Page 47 of Echoes

There was a small table beside one of the chaises lounges, where they placed the food and the wine that Felicity poured for them, and they sat down next to one another.

“Toast?” Felicity held up her glass.

“Sure.”

“To us,” Felicity said.

Rosie gave her a nod with a smile, and they clanked their glasses together, took a sip, and set them back down. Rosie decided to take a chance then.

“Can you stand up for a second?” she asked.

“Yeah. Everything okay?” Felicity stood and turned to face her.

Rosie turned herself until she was lying back on the chaise and spread her legs.

“Can you sit here?”

Felicity smiled a little before she nodded in response, and Rosie waited for her to move to sit in front of her. She waited further for Felicity to lean back into her before her body relaxed for what felt like the first time in forever. Then, she wrapped her arms around Felicity’s middle and held on to her.
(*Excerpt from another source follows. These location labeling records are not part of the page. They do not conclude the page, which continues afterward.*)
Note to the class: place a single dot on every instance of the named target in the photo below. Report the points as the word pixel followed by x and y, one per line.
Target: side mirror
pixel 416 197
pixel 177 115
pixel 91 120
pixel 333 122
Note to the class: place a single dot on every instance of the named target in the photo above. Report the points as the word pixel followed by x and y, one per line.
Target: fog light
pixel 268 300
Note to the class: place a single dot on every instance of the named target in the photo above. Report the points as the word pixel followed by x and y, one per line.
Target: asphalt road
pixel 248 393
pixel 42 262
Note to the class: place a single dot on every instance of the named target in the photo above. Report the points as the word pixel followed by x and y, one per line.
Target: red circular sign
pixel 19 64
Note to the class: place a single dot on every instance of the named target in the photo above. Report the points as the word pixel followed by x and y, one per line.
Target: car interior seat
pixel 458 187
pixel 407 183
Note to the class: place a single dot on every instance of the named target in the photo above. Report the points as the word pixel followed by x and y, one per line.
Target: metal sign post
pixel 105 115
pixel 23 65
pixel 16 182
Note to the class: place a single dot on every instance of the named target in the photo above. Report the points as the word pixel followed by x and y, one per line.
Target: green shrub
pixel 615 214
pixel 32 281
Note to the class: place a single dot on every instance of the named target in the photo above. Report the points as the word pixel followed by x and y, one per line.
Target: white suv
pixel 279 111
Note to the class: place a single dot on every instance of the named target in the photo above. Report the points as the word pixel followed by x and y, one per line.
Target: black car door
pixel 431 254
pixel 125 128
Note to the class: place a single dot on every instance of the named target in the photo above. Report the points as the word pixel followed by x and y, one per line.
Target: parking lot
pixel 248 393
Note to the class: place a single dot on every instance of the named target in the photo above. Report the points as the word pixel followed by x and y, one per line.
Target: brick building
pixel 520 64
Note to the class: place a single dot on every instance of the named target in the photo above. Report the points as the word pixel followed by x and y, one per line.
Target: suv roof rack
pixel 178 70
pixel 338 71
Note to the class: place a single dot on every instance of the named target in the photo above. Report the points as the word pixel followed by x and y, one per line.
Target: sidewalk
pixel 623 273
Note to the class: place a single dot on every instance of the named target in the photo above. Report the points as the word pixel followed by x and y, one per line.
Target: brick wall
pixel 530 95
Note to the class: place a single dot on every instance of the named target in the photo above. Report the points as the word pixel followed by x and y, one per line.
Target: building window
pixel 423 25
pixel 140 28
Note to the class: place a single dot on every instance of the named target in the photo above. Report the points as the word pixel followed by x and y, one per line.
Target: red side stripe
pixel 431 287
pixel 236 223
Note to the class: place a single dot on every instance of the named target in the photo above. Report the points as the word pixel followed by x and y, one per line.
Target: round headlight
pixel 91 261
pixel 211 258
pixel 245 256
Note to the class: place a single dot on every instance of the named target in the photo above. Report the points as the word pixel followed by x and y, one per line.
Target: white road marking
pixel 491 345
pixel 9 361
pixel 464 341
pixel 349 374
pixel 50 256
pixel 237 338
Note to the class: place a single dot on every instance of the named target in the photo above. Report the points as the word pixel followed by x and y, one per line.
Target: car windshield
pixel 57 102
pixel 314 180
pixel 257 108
“This escalated quickly,” Felicity noted, leaning back farther into Rosie’s body.

“Did it? I feel like it’s been about ten or so years in the making,” she replied as she breathed in Felicity’s scent.

It mixed with the salt from the water that moved in with the breeze, and Rosie was in heaven. If there was an actual heaven, this was it, and it was here, with Felicity in her arms, in this house on the edge of the water they both loved.

“Yeah? You feel that way, too?” Felicity placed her arms over Rosie’s.

“Definitely,” she said. “And I’m sorry.”

“For what?”

“For making us wait this long to have it.”

“You don’t have to apologize for that,” Felicity said as Rosie’s chin went to the woman’s shoulder and rested there. “Maybe we weren’t ready for this back then,” she suggested. “I thought I was, but you weren’t.”

Rosie wasn’t sure how to tell her that maybe she was, but she’d taken the wrong path because some device she’d found in the ocean had given her a vision that had scared her into going backward and not forward.

“Maybe,” she said instead. “But I’m here now. Is that okay?”

“Of course, it’s okay. Do you know why none of the relationships I had these past few years ever worked out?”

“No.”

“I was still in love withyou,” Felicity revealed. “I knew you were with Ami – I’d lost you to her myself – but I still couldn’t push you out of my mind. Whenever I was on a date with someone else, I’d remember sitting in your house, just talking about work and getting all excited because you understood that part of me. I’d think about us sitting in your den, both of us reading silently. We didn’t even have to talk, and I still felt so connected to you. I knew I couldn’t have you, but I wasn’t ready to give myself to anyone else the way I had so completely given myself to you. I loved you.”

“Do you still?” she chanced.

“Yes,” Felicity said. “And I don’t know.”

“What does that mean?”

“That I loved the you I knew back then, and I think she’s in there still, but we haven’t spent that much time together. Despite being trapped in one room on a ship together, things kind of got in the way there. I kept my distance because you were married, and I knew if I spent too much time with you, I’d be right back where I started.”

“So, can we, I don’t know, start over?”

“I don’t think we can ever just start over,” Felicity suggested. “We can start from here, though. How long are you here for before you need to go back to check on the house?”

“Until it sells,” she answered. “I have someone coming in and cleaning it once a week. The realtor is working on an open house, but my stuff is out of there already. She has staging furniture in there now. Most of what I had, I sold or donated, and the stuff I wanted to keep is in storage, so I’m basically a nomad right now.”